After Horror of Hiroshima, Doctor Uses Radiation to Heal
Radiation oncologist Dr. Ritsuko Komaki honors loved ones lost to cancer.
March 16, 2011— -- Twenty minutes before Dr. Ritsuko Komaki's flight was scheduled to arrive at Tokyo's Narita airport Friday, the pilot said an earthquake had ravaged the northeast region of her homeland.
The plane circled above the broken country that would soon be pummeled again by a 33-foot tsunami before finally landing safely in Nagoya.
Komaki, a radiation oncologist at MD Anderson Cancer Center in Houston, went to Japan to give a lecture on radiation cancer therapy in Tokyo. Instead, she took a taxi to her older sister's house near Nagoya, where the two Hiroshima natives watched Japan's worst catastrophe since the atomic bomb worsen through the night.

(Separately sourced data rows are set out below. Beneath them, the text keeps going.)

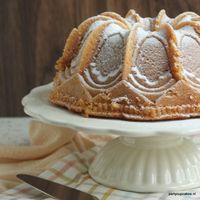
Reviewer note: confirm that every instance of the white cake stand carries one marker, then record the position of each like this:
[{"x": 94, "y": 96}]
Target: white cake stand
[{"x": 146, "y": 157}]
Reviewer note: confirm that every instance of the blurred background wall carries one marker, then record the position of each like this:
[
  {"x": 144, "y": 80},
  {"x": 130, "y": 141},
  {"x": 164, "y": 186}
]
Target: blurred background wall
[{"x": 33, "y": 33}]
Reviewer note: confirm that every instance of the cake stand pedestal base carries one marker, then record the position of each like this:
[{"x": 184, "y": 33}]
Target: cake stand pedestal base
[{"x": 148, "y": 164}]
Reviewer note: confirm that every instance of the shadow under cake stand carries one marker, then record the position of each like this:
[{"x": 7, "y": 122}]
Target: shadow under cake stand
[{"x": 146, "y": 157}]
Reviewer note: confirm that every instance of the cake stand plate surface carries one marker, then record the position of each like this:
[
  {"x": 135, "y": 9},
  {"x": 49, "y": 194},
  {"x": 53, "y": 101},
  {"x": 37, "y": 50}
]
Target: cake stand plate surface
[{"x": 146, "y": 157}]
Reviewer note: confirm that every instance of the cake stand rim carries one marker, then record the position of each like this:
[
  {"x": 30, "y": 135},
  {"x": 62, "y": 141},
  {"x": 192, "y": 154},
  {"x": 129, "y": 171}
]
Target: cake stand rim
[{"x": 38, "y": 98}]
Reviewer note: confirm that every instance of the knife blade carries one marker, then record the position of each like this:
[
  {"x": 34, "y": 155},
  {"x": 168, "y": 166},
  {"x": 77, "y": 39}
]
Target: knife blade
[{"x": 54, "y": 189}]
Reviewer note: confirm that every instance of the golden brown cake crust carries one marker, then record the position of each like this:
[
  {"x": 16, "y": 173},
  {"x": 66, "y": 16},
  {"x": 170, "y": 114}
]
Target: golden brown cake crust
[{"x": 151, "y": 80}]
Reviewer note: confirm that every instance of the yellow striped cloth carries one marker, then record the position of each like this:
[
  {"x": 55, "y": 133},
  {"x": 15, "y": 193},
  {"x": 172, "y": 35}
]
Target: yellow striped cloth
[{"x": 72, "y": 170}]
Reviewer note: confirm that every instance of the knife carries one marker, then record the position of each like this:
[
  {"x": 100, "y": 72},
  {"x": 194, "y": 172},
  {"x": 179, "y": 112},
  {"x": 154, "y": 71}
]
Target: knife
[{"x": 55, "y": 190}]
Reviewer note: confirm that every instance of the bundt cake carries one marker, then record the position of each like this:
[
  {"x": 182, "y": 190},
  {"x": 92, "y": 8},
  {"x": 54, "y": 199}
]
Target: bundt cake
[{"x": 131, "y": 68}]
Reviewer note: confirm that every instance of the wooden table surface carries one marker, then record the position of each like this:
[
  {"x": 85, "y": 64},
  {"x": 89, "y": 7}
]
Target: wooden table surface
[{"x": 33, "y": 32}]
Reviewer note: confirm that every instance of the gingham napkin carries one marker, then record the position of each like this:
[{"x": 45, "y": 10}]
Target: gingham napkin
[{"x": 72, "y": 171}]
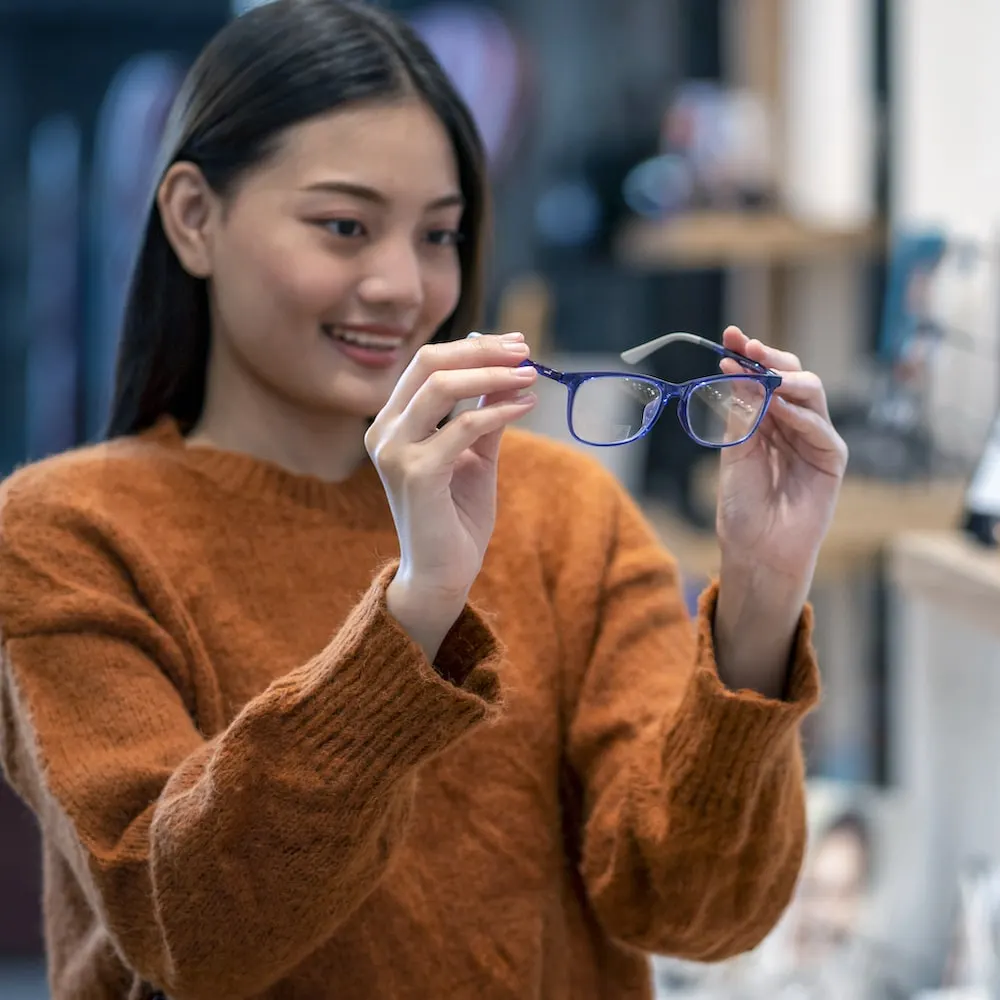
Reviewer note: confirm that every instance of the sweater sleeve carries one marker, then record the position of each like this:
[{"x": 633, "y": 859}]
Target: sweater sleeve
[
  {"x": 693, "y": 826},
  {"x": 218, "y": 864}
]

"I've never seen such a disaster in my life," said Komaki, who was 2 years old when the atomic bomb hit her home town, ultimately killing a dozen of her relatives.
"While I was watching TV, I saw that [a building] at the Fukushima nuclear plant exploded. I thought, 'Oh my goodness. If that explodes, this is like the atomic bomb explosion, and how many people will be exposed?'"
When the atomic bomb dropped, Komaki and her immediately family were in Osaka -- roughly 200 miles from Hiroshima. But her father rushed home, braving the "black rain," to fetch Komaki's 45-year-old grandmother.
"She had very high dose of radiation, but was lucky because she was inside her house, she was protected," Komaki said, describing the horror of her grandmother's hair loss and nose bleeds.
Despite anemia, osteoporosis, thyroid dysfunction and heart disease, Komaki's grandmother lived to be 72 without signs of cancer.
Many of Komaki's childhood friends weren't so lucky. Classmates' burns were a constant reminder of the bomb. But the damage below their skin would prove to be the disaster's more haunting scar.